Receptionist Job Requirements

The main requirements for receptionist work include good verbal communication skills, organization, and customer service skills.

The job involves talking to people all day long. Most receptionists spend a lot of time on the phone or computer keyboard, which requires quality typing proficiency. A receptionist will also need some familiarity with using computer software such as Microsoft Word and Excel.

Some receptionist jobs require applicants to be bilingual since many businesses sell to customers who speak more than one language. The ability to speak Spanish, for example, comes into play for receptionists working at hospitals where doctors may treat Spanish-speaking patients.

Integrity comes into play if a receptionist comes into contact with confidential customer information.

Other valuable job requirements include basic office skills such as using fax machines or copiers.

It is also valuable to possess the ability to stay calm under pressure. Situations may arise where a receptionist needs to calm down an upset customer or handle disputes between other co-workers.

Receptionists need to work with a team, as they often rely on other office staff for support in completing their duties.

A typical day for a receptionist can involve different tasks. Receptionists often stay busy answering phones, greeting customers and visitors, handling mail and deliveries, ordering office supplies, and running errands.

Receptionists often need to multitask as they juggle several phone calls at once while also trying to keep the reception area tidy. Some receptionists are even required to do light bookkeeping or data entry.

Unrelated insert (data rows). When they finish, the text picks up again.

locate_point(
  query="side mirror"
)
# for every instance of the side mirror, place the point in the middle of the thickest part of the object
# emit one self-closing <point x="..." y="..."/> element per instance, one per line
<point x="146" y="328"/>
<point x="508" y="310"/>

In short, no two days are alike for receptionists, requiring a need to handle a bit of chaos.

Some benefits of meeting receptionist job requirements include paid vacation days, sick leave, and opportunities for advancement within some companies. The potential for flexible hours makes a receptionist job ideal for people who want to work part-time or work a second job.

Many receptionists also receive health insurance and 401k retirement savings plans from their employers.

Receptionist Career Path

Some receptionists choose to stay at the same receptionist job for many years. Others prefer to move on and take receptionist positions with other companies or organizations to gain more experience and skills.

Hardworking and dedicated receptionists also use their position as a springboard into different careers. They use it as an opportunity to network or learn new skills. These new skills can transfer into other jobs, such as administrative assistants or customer service representatives.

The Bureau of Labor Statistics (BLS) projects that receptionist jobs will increase by 4% through 2030, which represents a slower average growth rate when compared to all other potential careers.

However, over one million receptionist jobs existed in 2020. It’s also estimated by the BLS that over 130,000 receptionist jobs will become available each year over the next 10 years. Anyone looking for a receptionist job can likely find one in the coming years.

Secretaries and administrative assistants represent related or alternative jobs to the receptionist position. These careers generally need a high school diploma or equivalent, but some positions may require an associate’s degree. People working in those jobs perform clerical tasks such as scheduling appointments, answering phones, and providing customer service.